Enter issue #2.  For some weird aerodynamic reason (my fairing, my helmet shape etc) the airflow seems to draw water up the inside of the visor.  The rain on the outside of the visor blows off nicely with a layer of Rain-x but the stuff on the inside soon makes the visor difficult to see out.  So what do I do?  Open the visor and eventually end up not being able to see a thing with the rain on the glasses.

So this is sucking pretty badly and after one stop to clean glasses and visor I ended up stopping and taking my glasses off.  Well, I thought, this could be interesting...

I think I may have been able to speed up a little but I was definitely a lot more cautious as I did not really want to investigate a fence/bank/ditch/truck.  Third gear was about the best I could do - the old eyeballs didn't really appreciate rain drops at 60km/h.  Don our poor TEC had to put up with a slow Vee holding him up a fair bit...

At the turn-off to Kauarapaoa Road the rest of the team were waiting but very keen to get amongst it and took off down the hill.  Meanwhile it was time for someone else to have a small issue.

Barry hit the go button on his DR only to have it ignore his command.  It turned out that his kill switch had stuck in.  Things were not looking good - towing the DR back out would be interesting to say the least.  So we started fiddling.  In the end with Barry prying one side of the switch with his key me the other with a screw driver we got the button to pop out.  And you know what?  When Barry pushed it again it still stuck in...at least we had a system for sorting it out...
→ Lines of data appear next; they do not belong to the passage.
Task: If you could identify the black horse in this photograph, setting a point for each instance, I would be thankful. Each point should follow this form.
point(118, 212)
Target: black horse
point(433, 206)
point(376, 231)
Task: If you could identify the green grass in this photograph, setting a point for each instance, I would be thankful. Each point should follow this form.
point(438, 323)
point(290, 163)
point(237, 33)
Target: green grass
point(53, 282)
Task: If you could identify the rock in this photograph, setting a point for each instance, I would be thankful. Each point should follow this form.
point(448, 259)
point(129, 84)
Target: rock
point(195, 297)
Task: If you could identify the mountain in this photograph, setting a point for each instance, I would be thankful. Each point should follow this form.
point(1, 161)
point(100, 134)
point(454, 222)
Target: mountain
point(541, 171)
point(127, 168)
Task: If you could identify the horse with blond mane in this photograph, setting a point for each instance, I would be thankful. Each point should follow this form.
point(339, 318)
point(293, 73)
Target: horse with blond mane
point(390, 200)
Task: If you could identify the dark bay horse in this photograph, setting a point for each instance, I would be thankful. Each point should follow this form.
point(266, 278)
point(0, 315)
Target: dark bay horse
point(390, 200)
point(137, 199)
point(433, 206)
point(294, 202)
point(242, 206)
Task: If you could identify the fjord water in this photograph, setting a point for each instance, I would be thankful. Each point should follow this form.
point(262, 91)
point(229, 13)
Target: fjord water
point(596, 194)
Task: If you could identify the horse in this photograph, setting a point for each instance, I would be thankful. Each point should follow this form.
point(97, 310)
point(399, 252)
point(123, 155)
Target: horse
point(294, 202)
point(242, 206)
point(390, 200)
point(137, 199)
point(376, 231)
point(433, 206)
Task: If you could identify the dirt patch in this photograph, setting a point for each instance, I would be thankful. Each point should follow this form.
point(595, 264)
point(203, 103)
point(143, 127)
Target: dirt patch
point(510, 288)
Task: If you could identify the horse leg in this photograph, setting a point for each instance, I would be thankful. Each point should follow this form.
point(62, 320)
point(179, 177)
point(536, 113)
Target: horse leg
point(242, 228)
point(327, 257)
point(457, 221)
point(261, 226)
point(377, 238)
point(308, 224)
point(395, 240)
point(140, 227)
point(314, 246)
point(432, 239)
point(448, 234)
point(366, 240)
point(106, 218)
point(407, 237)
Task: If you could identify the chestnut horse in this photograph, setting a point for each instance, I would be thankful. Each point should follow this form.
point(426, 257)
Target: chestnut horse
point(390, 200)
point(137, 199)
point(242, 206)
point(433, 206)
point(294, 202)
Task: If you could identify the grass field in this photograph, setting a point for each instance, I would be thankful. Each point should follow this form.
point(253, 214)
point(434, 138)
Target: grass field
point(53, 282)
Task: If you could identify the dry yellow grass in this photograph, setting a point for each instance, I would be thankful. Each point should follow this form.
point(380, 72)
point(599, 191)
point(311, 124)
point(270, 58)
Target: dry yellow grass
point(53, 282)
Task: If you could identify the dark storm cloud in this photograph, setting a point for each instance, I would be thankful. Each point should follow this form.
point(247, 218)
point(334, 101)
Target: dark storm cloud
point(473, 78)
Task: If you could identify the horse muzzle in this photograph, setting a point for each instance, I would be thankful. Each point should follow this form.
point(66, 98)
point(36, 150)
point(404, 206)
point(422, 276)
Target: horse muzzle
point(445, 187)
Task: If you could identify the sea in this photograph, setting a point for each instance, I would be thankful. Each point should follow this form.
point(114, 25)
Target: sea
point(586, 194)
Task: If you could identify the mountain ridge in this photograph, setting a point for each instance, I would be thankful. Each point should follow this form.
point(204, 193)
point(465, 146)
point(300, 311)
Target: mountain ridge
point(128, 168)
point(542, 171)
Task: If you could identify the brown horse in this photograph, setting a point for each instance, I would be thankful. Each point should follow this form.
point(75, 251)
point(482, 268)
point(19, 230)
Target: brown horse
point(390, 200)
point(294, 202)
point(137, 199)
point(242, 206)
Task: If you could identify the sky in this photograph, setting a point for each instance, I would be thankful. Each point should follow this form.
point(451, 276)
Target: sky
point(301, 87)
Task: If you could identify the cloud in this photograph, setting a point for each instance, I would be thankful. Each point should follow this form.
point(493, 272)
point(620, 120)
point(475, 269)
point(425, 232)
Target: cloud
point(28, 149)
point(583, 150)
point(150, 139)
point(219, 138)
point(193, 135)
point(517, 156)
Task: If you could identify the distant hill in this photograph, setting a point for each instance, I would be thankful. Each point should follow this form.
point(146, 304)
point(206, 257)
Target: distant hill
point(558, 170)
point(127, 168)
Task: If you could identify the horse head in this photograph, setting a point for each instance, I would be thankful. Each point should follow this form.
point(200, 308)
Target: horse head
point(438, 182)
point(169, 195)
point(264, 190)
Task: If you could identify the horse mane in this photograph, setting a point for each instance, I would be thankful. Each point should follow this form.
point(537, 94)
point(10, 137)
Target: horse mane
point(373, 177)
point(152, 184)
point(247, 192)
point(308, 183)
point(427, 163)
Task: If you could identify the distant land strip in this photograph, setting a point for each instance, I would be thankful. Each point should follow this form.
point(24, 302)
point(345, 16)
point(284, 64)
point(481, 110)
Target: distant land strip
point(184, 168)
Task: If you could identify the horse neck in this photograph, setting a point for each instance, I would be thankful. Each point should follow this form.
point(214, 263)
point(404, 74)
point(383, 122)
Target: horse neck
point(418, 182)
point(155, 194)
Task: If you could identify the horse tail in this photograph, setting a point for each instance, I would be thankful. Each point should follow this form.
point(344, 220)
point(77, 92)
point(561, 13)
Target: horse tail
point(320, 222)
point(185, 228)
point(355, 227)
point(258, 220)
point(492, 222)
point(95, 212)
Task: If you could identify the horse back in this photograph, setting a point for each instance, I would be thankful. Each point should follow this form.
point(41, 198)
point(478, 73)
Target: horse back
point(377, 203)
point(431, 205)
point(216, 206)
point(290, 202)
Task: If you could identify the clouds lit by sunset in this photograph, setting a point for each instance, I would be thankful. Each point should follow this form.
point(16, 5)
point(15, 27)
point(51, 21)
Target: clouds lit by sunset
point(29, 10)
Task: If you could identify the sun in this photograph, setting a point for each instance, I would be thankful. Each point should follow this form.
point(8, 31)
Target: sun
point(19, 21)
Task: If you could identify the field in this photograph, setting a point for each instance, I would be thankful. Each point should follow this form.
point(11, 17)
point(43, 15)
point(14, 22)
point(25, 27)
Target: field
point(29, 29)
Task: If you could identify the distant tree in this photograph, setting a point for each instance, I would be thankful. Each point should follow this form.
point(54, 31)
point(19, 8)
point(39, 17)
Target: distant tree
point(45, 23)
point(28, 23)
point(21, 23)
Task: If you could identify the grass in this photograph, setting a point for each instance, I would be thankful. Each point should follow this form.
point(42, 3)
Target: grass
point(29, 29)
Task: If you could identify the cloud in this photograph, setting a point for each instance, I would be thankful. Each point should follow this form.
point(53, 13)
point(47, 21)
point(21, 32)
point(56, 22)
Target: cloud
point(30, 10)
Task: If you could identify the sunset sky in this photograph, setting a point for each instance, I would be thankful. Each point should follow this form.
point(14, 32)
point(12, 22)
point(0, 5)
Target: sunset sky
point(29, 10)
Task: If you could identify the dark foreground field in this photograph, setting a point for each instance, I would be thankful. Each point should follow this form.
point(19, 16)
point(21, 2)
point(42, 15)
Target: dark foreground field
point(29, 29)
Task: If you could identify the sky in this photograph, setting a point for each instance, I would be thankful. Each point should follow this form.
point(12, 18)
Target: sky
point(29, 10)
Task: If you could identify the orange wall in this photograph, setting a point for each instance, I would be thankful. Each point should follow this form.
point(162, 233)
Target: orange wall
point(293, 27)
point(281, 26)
DR fired up, Barry did a disappearing act on the two DL TEC's and we scrambled to mount up and make our way down the hill.  I had been expecting it to be pretty greasy on the way down the hill and it was in places but overall not too bad - gently does it was the way.

Kauarapaoa Road drops down into a beautiful valley (and I got some great pics from other rides through here) but I have to say it's not quite the same when you're struggling to see where you're going...

When things leveled off a bit we managed to speed up a bit but still had the odd slip to work our way through or around.  At one point I thought, heck I've got away on my TEC buddy!  I'd been trying to keep an eye in the mirrors for Don's headlight but it wasn't that easy what with my blindness and the twisty nature of the track.  When he didn't catch up quickly when I slowed for him I started getting worried and stopped to wait.

I was just getting to the point of looking for somewhere to turn around so I could go back when I saw a headlight come around the corner.  The bike looked fine (like I could tell without glasses) so I took off again.  Shortly we came across the other guys waiting for us and I heard a wee story - apparently I wasn't the only one having issues with their glasses and a little diversion into a drain had been taken.  Luckily Don was able to ride out of it easily, remove his glasses and carry on.

By now, I'm please to report, the rain had stopped so I took the opportunity to clean my glasses and visor again and hope for the best.  This turned out to be a great idea and we were now into a faster section of Kauarapaoa Road and I was able to enjoy this last bit of gravel before we ended up out on the tarseal to follow the river into Wanganui.

Back at a familiar cafe we parked up for a well deserved lunch to give us some energy for the afternoon ride...

Hmmm, I should be charging for advertising...


  1. Nothing like riding in the pouring rain. Glad you came through that unscathed with the poor visibility.

    Did your DR rider just use his ignition switch to turn his bike off for the rest of the day or continue to use his kill switch?

    1. I'd say so, no more issues for the rest of the day.